Semi-Analytical Methods for the Joint Strength and Sealing Performance in the Failure Process of the Subsea Pipeline Compression Connector

• Published in: Journal of marine science and engineering Vol. 11; no. 7; p. 1417
• Main Authors: Li, Zhenyu, Wang, Gang, Wang, Xiangyu, Yao, Shaoming, Yun, Feihong, Jia, Peng, Wang, Liquan
• Format: Journal Article
• Language: English
• Published: Basel MDPI AG 01.07.2023
• Subjects: Analytical methods; Compression; compression connector; Compressive strength; Connectors; Deformation; Failure; Finite element method; joint strength; Laminar flow; Mathematical models; membrane theory; Metals; Methods; Overloading; Performance evaluation; Pipe lines; Pressure distribution; Prototypes; Reynolds equation; Sealing; sealing performance; Seals (stoppers); semi-analytical method; Steel pipes; Strength; Structural analysis; Topography; Underwater pipelines; Underwater structures
• ISSN: 2077-1312; 2077-1312
• DOI: 10.3390/jmse11071417

Radial seals are sensitive to axial overload failure and may cause leaks.
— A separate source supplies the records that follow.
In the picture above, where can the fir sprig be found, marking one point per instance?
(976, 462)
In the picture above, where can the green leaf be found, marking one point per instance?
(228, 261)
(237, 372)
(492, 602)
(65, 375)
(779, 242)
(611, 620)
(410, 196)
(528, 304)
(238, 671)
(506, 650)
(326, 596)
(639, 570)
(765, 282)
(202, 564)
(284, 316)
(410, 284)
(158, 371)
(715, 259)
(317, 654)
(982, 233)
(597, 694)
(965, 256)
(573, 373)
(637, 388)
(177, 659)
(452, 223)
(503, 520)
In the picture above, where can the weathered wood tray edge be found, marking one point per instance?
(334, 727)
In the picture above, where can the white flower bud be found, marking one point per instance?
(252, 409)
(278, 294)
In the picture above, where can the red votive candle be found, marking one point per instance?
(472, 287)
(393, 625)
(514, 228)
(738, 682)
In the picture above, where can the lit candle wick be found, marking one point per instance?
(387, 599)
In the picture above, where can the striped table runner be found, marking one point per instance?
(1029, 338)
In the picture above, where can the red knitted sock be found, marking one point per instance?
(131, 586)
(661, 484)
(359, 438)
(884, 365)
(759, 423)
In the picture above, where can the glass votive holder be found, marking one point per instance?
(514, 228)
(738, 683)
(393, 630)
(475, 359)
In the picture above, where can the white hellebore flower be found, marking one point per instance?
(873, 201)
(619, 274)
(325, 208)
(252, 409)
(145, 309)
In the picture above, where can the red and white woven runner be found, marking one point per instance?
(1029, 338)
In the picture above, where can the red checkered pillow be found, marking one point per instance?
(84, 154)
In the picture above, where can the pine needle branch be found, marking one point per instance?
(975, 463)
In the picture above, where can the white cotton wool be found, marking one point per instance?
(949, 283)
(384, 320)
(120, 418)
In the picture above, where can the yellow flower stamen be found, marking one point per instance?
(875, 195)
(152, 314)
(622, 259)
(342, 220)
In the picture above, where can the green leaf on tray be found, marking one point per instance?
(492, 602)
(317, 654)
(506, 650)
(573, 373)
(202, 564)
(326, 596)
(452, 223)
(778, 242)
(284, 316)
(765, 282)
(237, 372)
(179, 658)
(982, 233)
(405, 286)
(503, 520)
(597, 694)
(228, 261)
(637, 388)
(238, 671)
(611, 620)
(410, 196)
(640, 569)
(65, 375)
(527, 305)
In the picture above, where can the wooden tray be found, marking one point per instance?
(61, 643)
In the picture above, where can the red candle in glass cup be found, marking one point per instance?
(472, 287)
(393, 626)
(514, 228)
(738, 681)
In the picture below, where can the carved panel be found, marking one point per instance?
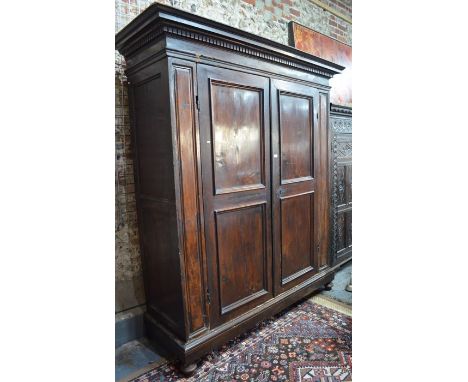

This paper presents two semi-analytical methods for the joint strength and sealing performance of the subsea pipeline compression connector under axial overload failure. The method for the joint strength consists of two parts: One is the analytical model for the joint strength of the connection and seal under axial tension and compression conditions. The models are based on membrane theory, considering the hardening and bending effects. The other is a two-dimensional, axisymmetric finite element model for the joint strength of the radial metal seal. The semi-analytical method for the overload sealing performance is derived using a finite element model and the Reynolds equation of the laminar flow. The effects of critical parameters on the joint strength and the overload sealing performance are analyzed. The experiments are carried out with specimens and prototypes to evaluate the evolution of the sealing interface and the joint strength. The results show that both the internally turned sealing surface and the deflection of the pipe can improve the joint strength. In addition, the compression-type connector can remain sealed under the maximum axial overload. The proposed methods allow the prediction and identification of the overload joint strength and the sealing condition of the compression-type connector and provide a better understanding of the radial metal seal under the axial overload condition.